Simultaneous Optimization of an Array of Heat Sinks
Abstract: We provide an algorithm to optimize the geometry of the fins in an array of longitudinal-fin heat sinks (HSs) in, e.g., a blade server, which is a prohibitively long task using computational fluid dynamics (CFD). First, banks of CFD simulations are run to precompute dimensionless thermal resistances (conjugate Nusselt numbers) as a function of dimensionless HS geometry, thermophysical properties, and external parameters. These precomputed CFD results are embedded in flow network models (FNMs) in the form of look-up tables. This preserves much of the accuracy of CFD and the speed of FNM. The FNMs are, in turn, embedded in a multivariable optimization algorithm (MVO). Our hybrid numerical algorithm is provided, and we exercise it for an example problem.
Conjugate Nusselt Numbers for Simultaneously Developing Flow Through Rectangular Ducts
Abstract: We consider conjugate forced-convection heat transfer in a rectangular duct. Heat is exchanged through the isothermal base of the duct, i.e., the area comprised of the wetted portion of its base and the roots of its two side walls, which are extended surfaces within which conduction is three- dimensional.
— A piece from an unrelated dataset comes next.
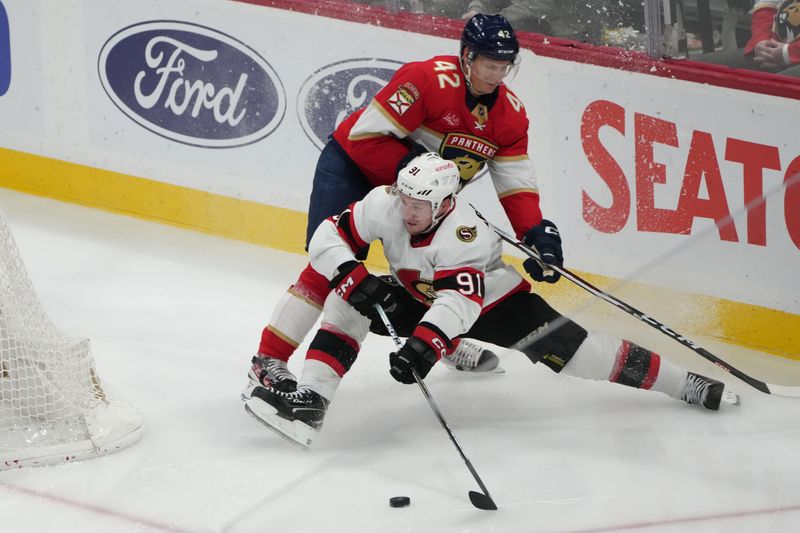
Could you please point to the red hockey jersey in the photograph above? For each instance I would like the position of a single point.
(428, 103)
The opposite side of the duct is covered by an adiabatic shroud, and the external faces of the side walls are adiabatic. The flow is steady, laminar, and simultaneously developing, and the fluid and extended surfaces have constant thermophysical properties. Prescribed are the width of the wetted portion of the base, the length of the duct, and the thickness of the extended surfaces, all three of them nondimensionalized by the hydraulic diameter of the duct, and, additionally, the Reynolds number of the flow, the Prandtl number of the fluid, and the fluid-to extended surface thermal conductivity ratio. Our conjugate Nusselt number results provide the local one along the extended surfaces, the local transversely averaged one over the isothermal base of the duct, the average of the latter in the streamwise direction as a function of distance from the inlet of the domain, and the average one over the whole area of the isothermal base. The results show that for prescribed thermal conductivity ratio and Reynolds and Prandtl numbers, there exists an optimal combination of the dimensionless width of the wetted portion of the base, duct length, and extended surface thickness that maximize the heat transfer per unit area from the isothermal base.
Longitudinal-Fin Heat Sink Optimization Capturing Conjugate Effects Under Fully Developed Conditions
Abstract: We develop a method requiring minimal computations to optimize the fin thickness and spacing in a fully shrouded longitudinal-fin heat sink (LFHS) to minimize its thermal resistance under conditions of hydrodynamically and thermally developed laminar flow. Prescribed quantities are the density, viscosity, thermal conductivity and specific heat capacity of the fluid, the thermal conductivity and height of the fins, the width and length of the heat sink, and the pressure drop across it. Alternatively, the length of the heat sink may be optimized as well. The shroud of the heat sink is assumed to be adiabatic and its base isothermal. Our results are relevant to, e.g., microchannel cooling applications where base isothermality can be achieved by using a heat spreader or a vapor chamber. The present study is distinct from the previous work because it does not assume a uniform heat transfer coefficient, but fully captures the velocity and temperature fields by numerically solving the conjugate heat transfer problem in dimensionless form using an existing approach. We develop a dimensionless formulation and compute a dense tabulation of the relevant parameters that allows the thermal resistance to be calculated algebraically over a relevant range of dimensionless parameters. Hence, the optimization method does not require the time-consuming solution of the conjugate problem. Once the optimal dimensionless fin thickness and spacing are obtained, their dimensional counterparts are computed algebraically. The optimization method is illustrated in the context of direct liquid cooling.